Rural homes in England set to be heated by…vegetable oil

Rural homes could be heated by recycled cooking oil within the next five years, according to a new report.

More than 1.1 millions properties on the national gas grid could have their supply replaced with cheaper and more efficient alternative, according to Oftec.

The trade association for the oil and heating industry says the green ‘biofuel’ could play an big role in reducing carbon emissions and provide a long term, sustainable solution for rural heating.

Workman works on changing a normal oil burner to burn vetable oil.

Malcolm Farrow from OFTEC, said: “Oil heating is incredibly popular due to its low price and flexibility.

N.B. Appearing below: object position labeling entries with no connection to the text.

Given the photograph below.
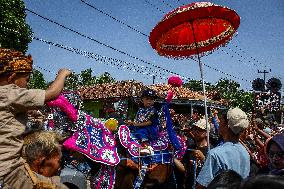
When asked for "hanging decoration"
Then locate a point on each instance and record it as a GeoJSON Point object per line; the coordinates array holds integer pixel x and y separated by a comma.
{"type": "Point", "coordinates": [258, 84]}
{"type": "Point", "coordinates": [194, 30]}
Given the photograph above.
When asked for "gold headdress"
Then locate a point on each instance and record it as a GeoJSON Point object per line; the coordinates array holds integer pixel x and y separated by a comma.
{"type": "Point", "coordinates": [15, 61]}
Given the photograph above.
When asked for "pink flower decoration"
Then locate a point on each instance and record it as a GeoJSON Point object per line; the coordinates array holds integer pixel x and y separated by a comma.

“But we are all being encouraged to take steps to reduce our carbon emissions and, although it may sound strange, vegetable oil could be the key.

“Switching oil using homes to a ‘biofuel’, which blends a small amount of kerosene with vegetable oil or an oil derived from waste products, represents the best of both worlds.

“Households could continue to enjoy the benefits of a liquid fuel, such as topping up when they want and shopping around for the best price, whilst also drastically cutting their carbon emissions.

“For households, adopting this biofuel would be relatively simple as the fuel can be stored in existing oil tanks and would only require a minor boiler adjustment which could be completed during an annual standard service.”

The government have launched an initiative to incentivize air source heat pumps as a green fuel source but rural home owners face high installation costs and insufficient insulation.

Graphic on oil burning.

Malcolm added: “We are going through a period of significant change in the way we consume energy, from the move towards electric cars for transport to renewable sources of heating.

“However, when it comes to keeping warm, off gas grid households only have the option of expensive and impractical renewable technologies at the moment.

“Biofuels could represent a realistic and viable option to help rural homes reduce their carbon emissions.

“We have presented our detailed proposals to local MPs and government and will shortly begin real-world testing.”